The past week has seen stocks move higher, correcting some of their recent declines. How much of that was due to “window dressing” by funds to position themselves at the end of the first half of the year is debatable. For now the long term trend is still up with the highs on May 22 as the target.

The S&P 500 has twice tested its 50-day moving average from below on the last two trading days. The trend remains up but this level may provide some short term resistance early next week. If this near term resistance can be broken it’s possible that we will see a move higher towards 1650 and possibly higher. However, lower prices in the short term look slightly more likely. The trend for now remains up with near term support at 1550 basis the September contract and critical support at 1525.

The support level that we have been mentioning in the last two weekly updates on the Nikkei at 12420 continues to hold and this has led to a sideways range being formed, which may lead to an upward resolution and a move that will further correct the recent sharp declines. The trend remains up.

Commodities

Gold and silver’s recent collapse has continued this week and the move to the downside is beginning to look a bit over extended in the short-term. This does not however detract from the long term downtrend so although prices may put in a decent bounce over the next few sessions, a considerable move will be required to really put a dent in the downtrend and the expectation of lower prices. Sentiment has however reached an extreme to such an extent that there are hardly any gold bulls, normally a sign that prices will move higher short term.

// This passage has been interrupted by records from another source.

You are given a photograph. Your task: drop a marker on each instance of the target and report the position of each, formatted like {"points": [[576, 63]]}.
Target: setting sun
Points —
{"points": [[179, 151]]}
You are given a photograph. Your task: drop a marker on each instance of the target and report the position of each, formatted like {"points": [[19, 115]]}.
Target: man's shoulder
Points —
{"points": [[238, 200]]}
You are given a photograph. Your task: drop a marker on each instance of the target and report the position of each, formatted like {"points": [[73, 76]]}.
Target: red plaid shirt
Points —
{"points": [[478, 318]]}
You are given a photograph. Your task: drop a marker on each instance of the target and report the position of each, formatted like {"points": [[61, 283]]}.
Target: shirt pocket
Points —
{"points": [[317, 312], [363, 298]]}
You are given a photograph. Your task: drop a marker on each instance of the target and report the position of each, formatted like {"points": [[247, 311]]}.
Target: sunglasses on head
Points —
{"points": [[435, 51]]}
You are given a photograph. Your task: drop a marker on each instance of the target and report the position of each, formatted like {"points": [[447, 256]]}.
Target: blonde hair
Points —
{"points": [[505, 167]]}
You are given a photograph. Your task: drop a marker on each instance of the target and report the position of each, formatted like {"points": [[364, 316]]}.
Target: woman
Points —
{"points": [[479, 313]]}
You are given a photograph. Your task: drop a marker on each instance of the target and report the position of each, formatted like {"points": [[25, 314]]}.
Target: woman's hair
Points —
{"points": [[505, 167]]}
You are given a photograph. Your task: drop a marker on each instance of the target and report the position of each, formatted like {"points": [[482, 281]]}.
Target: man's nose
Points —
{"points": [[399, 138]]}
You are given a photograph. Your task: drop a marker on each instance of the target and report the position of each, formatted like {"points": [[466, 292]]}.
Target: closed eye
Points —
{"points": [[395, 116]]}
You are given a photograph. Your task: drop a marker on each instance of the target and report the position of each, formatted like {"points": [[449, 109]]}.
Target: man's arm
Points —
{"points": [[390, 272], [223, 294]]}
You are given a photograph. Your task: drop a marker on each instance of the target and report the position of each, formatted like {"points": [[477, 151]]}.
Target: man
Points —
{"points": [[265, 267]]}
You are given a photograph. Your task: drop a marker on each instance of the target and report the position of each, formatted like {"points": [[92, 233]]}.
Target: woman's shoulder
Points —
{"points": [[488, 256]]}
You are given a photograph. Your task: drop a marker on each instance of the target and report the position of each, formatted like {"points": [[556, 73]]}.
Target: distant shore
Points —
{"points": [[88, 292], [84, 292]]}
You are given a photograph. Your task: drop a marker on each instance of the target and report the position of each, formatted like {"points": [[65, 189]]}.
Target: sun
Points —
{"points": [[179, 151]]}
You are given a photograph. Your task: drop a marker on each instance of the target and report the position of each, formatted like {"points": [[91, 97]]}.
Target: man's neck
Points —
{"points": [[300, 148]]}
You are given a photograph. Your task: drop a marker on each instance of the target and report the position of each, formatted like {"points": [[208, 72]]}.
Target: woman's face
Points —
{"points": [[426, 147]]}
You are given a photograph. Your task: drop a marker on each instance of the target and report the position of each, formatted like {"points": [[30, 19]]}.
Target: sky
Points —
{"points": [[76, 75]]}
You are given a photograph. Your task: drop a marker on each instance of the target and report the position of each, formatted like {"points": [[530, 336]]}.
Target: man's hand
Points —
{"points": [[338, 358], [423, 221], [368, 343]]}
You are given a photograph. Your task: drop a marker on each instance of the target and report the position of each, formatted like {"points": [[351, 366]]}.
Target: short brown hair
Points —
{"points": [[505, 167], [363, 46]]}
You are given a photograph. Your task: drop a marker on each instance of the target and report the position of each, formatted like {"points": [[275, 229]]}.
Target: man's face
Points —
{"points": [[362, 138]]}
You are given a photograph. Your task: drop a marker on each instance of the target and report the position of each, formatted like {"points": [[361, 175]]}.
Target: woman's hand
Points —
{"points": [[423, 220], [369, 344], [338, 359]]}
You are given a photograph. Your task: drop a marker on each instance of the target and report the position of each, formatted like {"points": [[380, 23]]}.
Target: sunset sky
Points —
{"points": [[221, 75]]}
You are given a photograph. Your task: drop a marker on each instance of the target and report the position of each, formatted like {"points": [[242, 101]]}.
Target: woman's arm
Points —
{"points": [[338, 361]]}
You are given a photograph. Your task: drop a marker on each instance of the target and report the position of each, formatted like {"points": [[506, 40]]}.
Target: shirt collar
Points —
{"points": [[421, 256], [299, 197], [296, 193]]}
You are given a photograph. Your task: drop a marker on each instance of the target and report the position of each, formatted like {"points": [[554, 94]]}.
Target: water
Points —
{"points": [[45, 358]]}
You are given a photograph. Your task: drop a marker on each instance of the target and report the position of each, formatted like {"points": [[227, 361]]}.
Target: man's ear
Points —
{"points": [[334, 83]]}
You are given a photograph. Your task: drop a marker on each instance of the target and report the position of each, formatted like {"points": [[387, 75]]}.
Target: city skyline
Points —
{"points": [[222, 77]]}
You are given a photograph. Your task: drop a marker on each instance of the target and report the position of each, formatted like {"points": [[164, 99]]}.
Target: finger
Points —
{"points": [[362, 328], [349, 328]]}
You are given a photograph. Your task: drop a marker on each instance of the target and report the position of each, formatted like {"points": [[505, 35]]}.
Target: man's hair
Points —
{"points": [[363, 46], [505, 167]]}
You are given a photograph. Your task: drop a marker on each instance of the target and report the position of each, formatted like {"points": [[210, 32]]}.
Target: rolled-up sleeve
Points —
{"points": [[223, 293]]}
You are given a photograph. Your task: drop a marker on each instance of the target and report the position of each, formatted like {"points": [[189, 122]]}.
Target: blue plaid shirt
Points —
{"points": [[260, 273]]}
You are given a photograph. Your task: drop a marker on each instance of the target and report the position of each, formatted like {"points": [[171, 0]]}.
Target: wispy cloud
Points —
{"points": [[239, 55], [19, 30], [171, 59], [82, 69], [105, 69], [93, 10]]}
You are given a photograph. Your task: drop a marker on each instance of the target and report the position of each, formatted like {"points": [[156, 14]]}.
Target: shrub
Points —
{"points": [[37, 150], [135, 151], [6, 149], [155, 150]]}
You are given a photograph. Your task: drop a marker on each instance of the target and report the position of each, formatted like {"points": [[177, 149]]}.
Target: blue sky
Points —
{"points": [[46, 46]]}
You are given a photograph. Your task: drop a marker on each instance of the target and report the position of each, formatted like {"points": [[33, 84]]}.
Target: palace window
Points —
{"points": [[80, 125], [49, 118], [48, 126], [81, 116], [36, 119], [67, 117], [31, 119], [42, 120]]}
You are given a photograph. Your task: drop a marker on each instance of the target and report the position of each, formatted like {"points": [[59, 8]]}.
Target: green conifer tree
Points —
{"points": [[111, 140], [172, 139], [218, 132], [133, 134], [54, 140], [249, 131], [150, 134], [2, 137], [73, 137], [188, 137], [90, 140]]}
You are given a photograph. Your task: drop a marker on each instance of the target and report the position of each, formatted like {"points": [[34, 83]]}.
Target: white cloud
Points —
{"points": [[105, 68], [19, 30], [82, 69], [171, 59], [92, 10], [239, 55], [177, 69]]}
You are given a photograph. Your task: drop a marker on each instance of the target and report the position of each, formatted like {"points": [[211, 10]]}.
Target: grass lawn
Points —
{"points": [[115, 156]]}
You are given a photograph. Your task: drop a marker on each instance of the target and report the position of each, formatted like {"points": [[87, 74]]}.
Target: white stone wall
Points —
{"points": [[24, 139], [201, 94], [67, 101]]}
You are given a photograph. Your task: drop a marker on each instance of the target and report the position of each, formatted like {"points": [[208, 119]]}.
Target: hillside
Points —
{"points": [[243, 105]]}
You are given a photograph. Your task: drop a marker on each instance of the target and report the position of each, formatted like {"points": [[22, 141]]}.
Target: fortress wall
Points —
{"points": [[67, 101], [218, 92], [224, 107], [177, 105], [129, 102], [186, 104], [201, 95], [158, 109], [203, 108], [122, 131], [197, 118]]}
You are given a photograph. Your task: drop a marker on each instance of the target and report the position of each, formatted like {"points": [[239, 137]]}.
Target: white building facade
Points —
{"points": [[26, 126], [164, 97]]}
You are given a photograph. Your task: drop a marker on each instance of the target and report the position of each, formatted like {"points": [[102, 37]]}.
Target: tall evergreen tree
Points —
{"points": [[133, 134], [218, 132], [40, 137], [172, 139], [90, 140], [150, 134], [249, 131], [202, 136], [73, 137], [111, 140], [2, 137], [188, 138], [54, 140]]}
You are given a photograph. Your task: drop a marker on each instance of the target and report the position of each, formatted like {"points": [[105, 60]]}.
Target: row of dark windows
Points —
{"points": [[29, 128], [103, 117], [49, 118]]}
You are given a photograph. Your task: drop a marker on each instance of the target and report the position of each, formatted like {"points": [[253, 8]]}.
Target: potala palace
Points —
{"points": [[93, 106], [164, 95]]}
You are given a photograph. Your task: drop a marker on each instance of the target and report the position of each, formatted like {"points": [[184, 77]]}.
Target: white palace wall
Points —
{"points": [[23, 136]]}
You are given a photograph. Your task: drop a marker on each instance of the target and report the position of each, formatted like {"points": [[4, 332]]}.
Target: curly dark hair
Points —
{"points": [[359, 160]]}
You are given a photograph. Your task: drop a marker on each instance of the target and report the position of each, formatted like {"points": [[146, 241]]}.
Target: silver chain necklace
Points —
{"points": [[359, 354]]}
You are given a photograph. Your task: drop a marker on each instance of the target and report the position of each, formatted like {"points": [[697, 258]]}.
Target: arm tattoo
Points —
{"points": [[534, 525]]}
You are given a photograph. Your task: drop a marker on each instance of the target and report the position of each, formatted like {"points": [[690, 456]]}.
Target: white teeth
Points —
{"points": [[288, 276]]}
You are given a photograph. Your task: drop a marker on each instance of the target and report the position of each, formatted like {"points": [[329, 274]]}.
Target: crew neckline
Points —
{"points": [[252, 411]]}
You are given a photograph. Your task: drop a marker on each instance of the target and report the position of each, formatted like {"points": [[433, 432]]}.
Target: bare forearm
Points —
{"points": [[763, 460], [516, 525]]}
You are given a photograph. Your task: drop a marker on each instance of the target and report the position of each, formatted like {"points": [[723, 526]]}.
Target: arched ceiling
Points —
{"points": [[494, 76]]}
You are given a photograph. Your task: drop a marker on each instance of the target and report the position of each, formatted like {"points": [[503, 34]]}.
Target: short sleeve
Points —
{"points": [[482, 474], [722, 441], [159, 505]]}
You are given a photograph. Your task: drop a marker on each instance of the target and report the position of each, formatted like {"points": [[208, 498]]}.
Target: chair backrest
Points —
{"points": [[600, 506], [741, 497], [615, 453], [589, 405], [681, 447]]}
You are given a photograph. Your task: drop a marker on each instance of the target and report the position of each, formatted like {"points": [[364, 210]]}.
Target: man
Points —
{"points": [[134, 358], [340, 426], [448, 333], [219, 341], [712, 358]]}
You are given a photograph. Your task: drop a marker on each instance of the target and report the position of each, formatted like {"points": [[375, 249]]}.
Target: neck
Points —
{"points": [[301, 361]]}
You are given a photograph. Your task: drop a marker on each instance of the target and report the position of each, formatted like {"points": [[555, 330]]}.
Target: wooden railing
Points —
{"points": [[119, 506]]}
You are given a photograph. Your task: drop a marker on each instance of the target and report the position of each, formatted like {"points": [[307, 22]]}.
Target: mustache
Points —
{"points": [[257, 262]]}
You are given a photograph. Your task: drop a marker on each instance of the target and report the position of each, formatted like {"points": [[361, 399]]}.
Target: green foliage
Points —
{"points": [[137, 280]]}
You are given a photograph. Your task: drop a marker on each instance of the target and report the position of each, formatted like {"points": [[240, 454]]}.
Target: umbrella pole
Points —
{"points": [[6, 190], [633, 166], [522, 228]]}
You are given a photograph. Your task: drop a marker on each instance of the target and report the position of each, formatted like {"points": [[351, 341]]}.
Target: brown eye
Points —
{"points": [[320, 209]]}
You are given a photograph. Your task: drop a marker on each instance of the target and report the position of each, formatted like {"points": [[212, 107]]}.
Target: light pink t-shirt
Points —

August Brent crude looks did test the 100 level as expected and having pierced that level briefly intra day, moved higher again. As before a clear break of 100 will likely lead to a move lower towards the April lows below 97.

Grains prices have come under considerable pressure this week in line with the long-term downtrend and our outlook for lower prices in this sector for much of the remainder of this year. Plenty of further downside potential remains, with moves below the 2012 lows as minimum expcectations.

Currencies

The dollar has continued with strength seen in the previous week, which is in fact in line with the longer-term uptrend. The dollar index itself moved back above the 50 day moving average for the first time since early June and may now be headed back to the highs of the year with the possibility of an extended advance over the coming months.

The commodity-based currencies have all been under pressure, all three falling to new lows against the dollar. If the commodity sector continues to decline over the coming months these currencies will continue to suffer.

The Euro and the Pound have also declined over the past couple of weeks, with the latter looking set to resume the long-term downtrend soon and the former potentially moving toward a change of long term trend to down.

Interest rate futures

Interest rate futures bounced marginally higher in a corrective move but the long term trend remains down, with the prospect of lower prices ahead. As we have written before, there is plenty of potential and room for an extended decline over the coming months and indeed years, although there will clearly be some corrective moves along the way. Markets never move up or down in straight lines. The trend for the sector looks to be down for the foreseeable future and considerable strength would be required for that to change anytime soon.